Application and design studies of compressed-air energy storage for solar applications. Final report

Abstract

This report describes a study of adiabatic Compressed-Air Energy Storage (CAES), in which both the heat of compression and the compressed air are stored separately, and the applicability of this technology to solar power systems. The basic thermodynamics of ideal single- and two-stage adiabatic CAES is reviewed. Generic single-stage and two-stage types are discussed, and efficiency and mass flow rate as a function of storage pressure and stage pressure ratios are investigated. The performance and cost of available turbomachinery for the single- and two-stage adiabatic systems are given in detail as the basis for evaluating sixteen candidate near-term single-stage and two-stage designs. Both excavated caverns and abandoned mines are considered for storage reservoirs.
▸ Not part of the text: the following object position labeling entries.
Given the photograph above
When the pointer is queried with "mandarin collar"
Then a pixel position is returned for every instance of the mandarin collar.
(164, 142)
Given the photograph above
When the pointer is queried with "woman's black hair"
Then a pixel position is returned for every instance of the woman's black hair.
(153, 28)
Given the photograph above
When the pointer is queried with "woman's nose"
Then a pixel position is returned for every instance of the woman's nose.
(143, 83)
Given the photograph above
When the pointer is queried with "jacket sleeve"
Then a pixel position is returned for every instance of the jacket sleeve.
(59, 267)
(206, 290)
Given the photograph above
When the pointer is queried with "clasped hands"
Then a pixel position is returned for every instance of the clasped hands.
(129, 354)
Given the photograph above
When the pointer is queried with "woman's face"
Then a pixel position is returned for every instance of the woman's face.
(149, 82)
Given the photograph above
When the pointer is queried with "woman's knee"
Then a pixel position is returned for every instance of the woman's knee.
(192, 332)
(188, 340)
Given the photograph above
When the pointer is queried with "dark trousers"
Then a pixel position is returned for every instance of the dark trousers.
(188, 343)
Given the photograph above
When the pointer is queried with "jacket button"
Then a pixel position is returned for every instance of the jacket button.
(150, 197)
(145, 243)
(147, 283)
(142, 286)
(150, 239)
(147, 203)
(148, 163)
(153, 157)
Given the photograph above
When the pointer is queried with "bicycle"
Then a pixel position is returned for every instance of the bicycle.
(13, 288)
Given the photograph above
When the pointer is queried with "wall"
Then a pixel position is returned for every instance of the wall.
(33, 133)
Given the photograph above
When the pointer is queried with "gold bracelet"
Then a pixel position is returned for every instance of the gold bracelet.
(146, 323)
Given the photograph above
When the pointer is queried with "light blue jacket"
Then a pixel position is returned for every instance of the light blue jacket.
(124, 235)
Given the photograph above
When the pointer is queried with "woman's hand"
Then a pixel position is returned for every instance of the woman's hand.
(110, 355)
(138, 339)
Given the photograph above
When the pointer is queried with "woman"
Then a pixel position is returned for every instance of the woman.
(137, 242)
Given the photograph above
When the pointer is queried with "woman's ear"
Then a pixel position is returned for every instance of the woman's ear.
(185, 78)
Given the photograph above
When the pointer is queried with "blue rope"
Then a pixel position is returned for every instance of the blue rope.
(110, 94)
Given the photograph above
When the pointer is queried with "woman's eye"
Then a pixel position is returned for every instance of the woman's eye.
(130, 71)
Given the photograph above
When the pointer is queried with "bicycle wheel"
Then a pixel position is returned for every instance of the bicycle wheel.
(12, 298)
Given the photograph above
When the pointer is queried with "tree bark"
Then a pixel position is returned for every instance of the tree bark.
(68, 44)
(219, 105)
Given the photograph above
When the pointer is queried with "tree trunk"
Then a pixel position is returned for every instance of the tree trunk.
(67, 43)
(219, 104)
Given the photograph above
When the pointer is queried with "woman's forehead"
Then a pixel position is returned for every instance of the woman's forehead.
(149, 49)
Two scenarios are considered regarding joint application of CAES and Solar Thermal Energy (STE) systems. One is based on providing local CAES storage for STE systems, other on providing solar-augmentation to adiabatic CAES installations. Both solar-heated thermal storage and fuel firing are considered for provision of necessary backup during bad weather. Solar-heated heat-topping of adiabatic CAES is also considered, but rejected as an unattractive technology. The economics of all these systems is ranked on the basis of delivered busbar energy cost for three different charging energy costs. The adiabatic systems are compared to fired systems to determine the breakeven cost of fuel which yields the same busbar energy cost. An economic comparison with pumped hydro and peaking gas turbines is also given. Recommendations for future development of this technology are presented.